GCP Infrastructure Setup - Terraform (Recommended)

Overview

This document will guide you through creating and deploying a new Kubernetes cluster to your existing Google Cloud account, including the creation of all required resources. This process will be completed through the gcloud CLI, the Google Cloud web interface and will involve running Snorkel Flow's Terraform configuration.

Prerequisites and Google Cloud Platform Features:

Complete these prequisites for creating a new cluster in GCP, and enable any GCP features that Snorkel Flow requires to run.

To begin, you will need a few command line tools. Install the current versions of these tools if they are not already installed.

  1. Instructions to install Helm on your local machine:
  2. Instructions to install Terraform on your local machine:
  3. Create a new project on Google Cloud with associated billing account
  4. The user account that will perform the next steps will also require certain user permissions
  5. List of permissions that will most likely be encompassing, but could also contain some that we don't require.
  6. Create a DNS zone with an associated domain that you own, or if there is a pre-existing DNS zone then you can skip this step.
  7. Install the gcloud CLI and configure access to your project via gcloud init:
  8. Enable the required gcloud APIs

Cluster Deployment (Terraform)

Next, execute a Terraform configuration to create the cluster that Snorkel Flow runs in, alongside any required resources.

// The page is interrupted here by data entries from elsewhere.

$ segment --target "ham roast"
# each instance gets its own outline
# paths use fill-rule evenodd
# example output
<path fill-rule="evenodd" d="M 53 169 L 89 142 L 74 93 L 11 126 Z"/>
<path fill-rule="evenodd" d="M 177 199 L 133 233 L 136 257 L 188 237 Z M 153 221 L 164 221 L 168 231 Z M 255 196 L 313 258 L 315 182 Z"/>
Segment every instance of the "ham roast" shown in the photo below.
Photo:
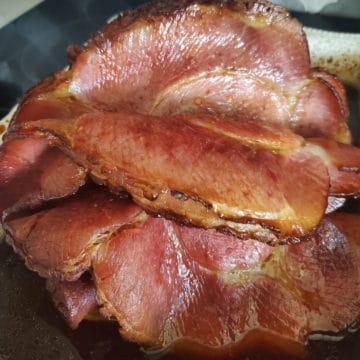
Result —
<path fill-rule="evenodd" d="M 72 328 L 97 312 L 152 355 L 223 359 L 356 326 L 359 215 L 336 210 L 360 149 L 297 20 L 159 1 L 69 58 L 11 121 L 0 214 Z"/>

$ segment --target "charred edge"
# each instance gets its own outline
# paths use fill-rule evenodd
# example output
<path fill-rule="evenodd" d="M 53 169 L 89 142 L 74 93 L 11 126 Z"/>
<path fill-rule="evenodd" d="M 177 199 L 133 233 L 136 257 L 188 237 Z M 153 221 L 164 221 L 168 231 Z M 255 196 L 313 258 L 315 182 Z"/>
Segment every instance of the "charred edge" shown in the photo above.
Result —
<path fill-rule="evenodd" d="M 163 217 L 166 220 L 175 221 L 181 226 L 198 227 L 196 224 L 193 224 L 189 218 L 185 216 L 181 216 L 171 210 L 153 211 L 151 209 L 146 209 L 146 212 L 152 217 L 156 217 L 156 218 Z"/>
<path fill-rule="evenodd" d="M 207 201 L 205 201 L 204 199 L 202 199 L 201 197 L 199 197 L 198 195 L 192 195 L 191 196 L 191 199 L 193 200 L 193 201 L 195 201 L 195 202 L 198 202 L 198 203 L 200 203 L 201 205 L 203 205 L 206 209 L 208 209 L 208 210 L 211 210 L 212 209 L 212 205 L 209 203 L 209 202 L 207 202 Z"/>
<path fill-rule="evenodd" d="M 226 226 L 217 226 L 216 231 L 238 238 L 240 241 L 246 241 L 249 239 L 256 239 L 259 242 L 262 242 L 264 244 L 270 245 L 270 246 L 277 246 L 277 245 L 285 245 L 288 244 L 288 241 L 285 239 L 280 239 L 278 237 L 271 236 L 273 234 L 269 234 L 269 236 L 266 235 L 266 233 L 259 234 L 257 231 L 249 231 L 249 232 L 238 232 L 232 228 L 226 227 Z"/>

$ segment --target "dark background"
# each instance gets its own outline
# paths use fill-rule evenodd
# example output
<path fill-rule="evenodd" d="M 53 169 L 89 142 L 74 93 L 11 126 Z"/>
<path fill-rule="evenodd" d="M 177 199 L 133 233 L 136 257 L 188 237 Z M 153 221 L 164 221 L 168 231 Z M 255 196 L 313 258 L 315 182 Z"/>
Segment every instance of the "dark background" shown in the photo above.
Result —
<path fill-rule="evenodd" d="M 47 0 L 0 29 L 0 118 L 30 86 L 66 66 L 69 44 L 82 44 L 110 16 L 143 2 Z M 360 32 L 358 19 L 294 15 L 307 26 Z M 358 92 L 349 89 L 349 95 L 352 126 L 358 130 Z M 0 360 L 144 359 L 135 345 L 122 342 L 115 325 L 84 322 L 70 330 L 53 308 L 44 281 L 1 240 L 0 285 Z M 316 360 L 360 359 L 360 336 L 314 342 L 310 348 Z"/>

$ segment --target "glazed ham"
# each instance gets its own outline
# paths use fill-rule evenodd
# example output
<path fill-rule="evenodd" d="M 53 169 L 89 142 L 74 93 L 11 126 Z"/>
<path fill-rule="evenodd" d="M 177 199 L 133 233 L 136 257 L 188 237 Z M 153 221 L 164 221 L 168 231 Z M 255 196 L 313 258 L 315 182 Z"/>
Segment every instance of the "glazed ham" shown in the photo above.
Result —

  1. Download and extract the terraform files, you should be in the directory containing the various .tf files and the variables.tf file.
  2. At this time, configure provider.tf inside of the services folder to point towards a Cloud Storage bucket of your choice - note that the name for the bucket has to be globally unique. If this GCS bucket is set up, then the state of the terraform installation will be stored inside this bucket, allowing it to persist.
  3. Inside variables.tf, note the required variables and fill them out in the file.
    • project: The name of the project on Google Cloud
    • region: The region the cluster will be located, ex: us-central1
    • zone: The specific zone the cluster will be located, ex: us-central1-c
    • cluster_name: Name of the created cluster
    • node_count: Number of compute nodes that will be created (default 4)
    • machine_type: Type of compute node that will be added (default e2-standard-32)
    • domain: The domain you own, in order to set up DNS, ex: snorkel.ai
    • subnet_id: ID of an existing subnet to deploy into, this can be empty (default null)
    • vpc_id: ID of an existing VPC to deploy into, this can be empty (default null)
  4. Note that upon creation of a project, GCP will automatically provision a default subnet unless the compute.skipDefaultNetworkCreation option is set. This will also provision a default subnet for each region that GCP offers. If no subnet_id or vpc_id is provided to the terraform files, then the default will be used.
  5. Once you are happy with the inputted variables, we can initialize Terraform with
    •  terraform init
  6. See what the planned resources to be created are with
    • terraform plan
  7. If everything looks as expected, we can continue to apply the configuration with
    • terraform apply
  8. Wait for the cluster to spin up, this can take around 10 minutes. The status of the cluster spin-up can be monitored in the Google Cloud web interface.